Egyptians had Jewish slaves.
Greeks had slaves.
Rome had slaves.
Christians did not exist until ~2000 years ago.
How did Christians institute slavery?
FrankHerbert
1.4 / 5 (9) Apr 13, 2011
Oh I guess Ramses, Aristotle, and Augustus founded the United States. My bad.
ryggesogn2
1.8 / 5 (5) Apr 13, 2011
Oh I guess Ramses, Aristotle, and Augustus founded the United States. My bad.

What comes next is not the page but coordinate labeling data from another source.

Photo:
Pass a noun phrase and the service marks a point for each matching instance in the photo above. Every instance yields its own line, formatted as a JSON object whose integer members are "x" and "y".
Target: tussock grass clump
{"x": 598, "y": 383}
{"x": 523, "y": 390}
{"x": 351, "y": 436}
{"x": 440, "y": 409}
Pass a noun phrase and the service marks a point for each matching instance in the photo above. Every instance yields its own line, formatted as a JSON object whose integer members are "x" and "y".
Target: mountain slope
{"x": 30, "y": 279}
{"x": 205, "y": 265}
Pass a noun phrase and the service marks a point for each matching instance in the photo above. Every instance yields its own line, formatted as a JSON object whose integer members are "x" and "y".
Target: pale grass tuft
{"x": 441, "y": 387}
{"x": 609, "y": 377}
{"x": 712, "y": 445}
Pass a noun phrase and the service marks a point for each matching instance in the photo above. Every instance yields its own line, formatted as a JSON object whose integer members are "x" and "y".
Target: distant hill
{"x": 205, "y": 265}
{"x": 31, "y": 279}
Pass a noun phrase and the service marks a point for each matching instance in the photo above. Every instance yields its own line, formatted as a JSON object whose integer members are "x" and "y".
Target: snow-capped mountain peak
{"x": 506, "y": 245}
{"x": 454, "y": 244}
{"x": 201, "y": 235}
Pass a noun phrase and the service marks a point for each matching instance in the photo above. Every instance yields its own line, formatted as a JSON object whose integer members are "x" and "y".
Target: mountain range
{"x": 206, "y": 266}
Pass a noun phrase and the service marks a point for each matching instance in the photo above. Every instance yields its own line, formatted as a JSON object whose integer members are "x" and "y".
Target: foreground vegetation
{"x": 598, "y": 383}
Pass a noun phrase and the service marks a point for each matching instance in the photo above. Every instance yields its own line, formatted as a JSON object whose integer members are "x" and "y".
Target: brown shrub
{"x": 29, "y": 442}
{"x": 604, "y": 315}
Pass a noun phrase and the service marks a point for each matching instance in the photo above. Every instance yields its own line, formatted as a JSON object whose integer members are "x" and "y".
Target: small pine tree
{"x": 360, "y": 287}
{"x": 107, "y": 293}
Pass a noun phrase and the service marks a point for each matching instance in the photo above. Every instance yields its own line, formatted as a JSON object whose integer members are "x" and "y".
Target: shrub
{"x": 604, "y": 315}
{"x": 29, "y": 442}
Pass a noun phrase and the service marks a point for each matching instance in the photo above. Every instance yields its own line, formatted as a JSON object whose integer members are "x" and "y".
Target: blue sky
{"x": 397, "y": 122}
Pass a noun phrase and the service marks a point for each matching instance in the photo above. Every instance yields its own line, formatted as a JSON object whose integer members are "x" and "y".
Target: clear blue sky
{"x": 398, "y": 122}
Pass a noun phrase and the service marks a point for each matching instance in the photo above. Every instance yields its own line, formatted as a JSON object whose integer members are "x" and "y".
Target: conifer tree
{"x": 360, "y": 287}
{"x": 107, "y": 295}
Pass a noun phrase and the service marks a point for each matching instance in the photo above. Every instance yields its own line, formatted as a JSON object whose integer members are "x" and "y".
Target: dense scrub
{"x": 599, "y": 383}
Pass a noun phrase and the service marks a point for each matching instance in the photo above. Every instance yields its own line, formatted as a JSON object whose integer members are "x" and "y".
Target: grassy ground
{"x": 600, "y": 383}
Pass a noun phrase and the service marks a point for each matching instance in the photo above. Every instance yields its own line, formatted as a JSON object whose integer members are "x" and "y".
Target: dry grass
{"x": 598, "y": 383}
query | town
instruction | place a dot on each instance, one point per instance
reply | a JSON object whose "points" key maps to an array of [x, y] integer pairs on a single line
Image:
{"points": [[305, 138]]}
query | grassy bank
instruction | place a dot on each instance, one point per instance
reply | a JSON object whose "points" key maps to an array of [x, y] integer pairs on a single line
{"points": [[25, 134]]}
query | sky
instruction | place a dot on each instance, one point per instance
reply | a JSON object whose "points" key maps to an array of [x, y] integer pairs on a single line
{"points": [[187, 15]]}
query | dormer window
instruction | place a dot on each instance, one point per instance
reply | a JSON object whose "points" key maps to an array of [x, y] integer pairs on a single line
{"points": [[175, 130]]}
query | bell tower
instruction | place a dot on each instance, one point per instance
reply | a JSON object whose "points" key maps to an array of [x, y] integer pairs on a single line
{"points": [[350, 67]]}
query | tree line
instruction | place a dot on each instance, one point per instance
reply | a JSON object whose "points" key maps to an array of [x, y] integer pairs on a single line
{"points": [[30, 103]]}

It was the Christians in New England that kept slavery from the northern states.
FrankHerbert
1.5 / 5 (8) Apr 13, 2011
And it was Christians in the south that instituted slavery there. Christianity has nothing to do with it. Have you ever read any justifications for slavery from the time? Most if not all cite the bible.
ryggesogn2
1.7 / 5 (6) Apr 13, 2011
And it was Christians in the south that instituted slavery there. Christianity has nothing to do with it. Have you ever read any justifications for slavery from the time? Most if not all cite the bible.

"Yet all agree that Quakers and Evangelicals played a central role in the abolitionist movement,"
"Abolitionists believed that common humanity entailed equal rights, especially the right to liberty. Because liberty was a gift of the Creator, men were not free to dispose of it by selling themselves into slavery, nor could they lawfully deprive anyone else of their liberty by force."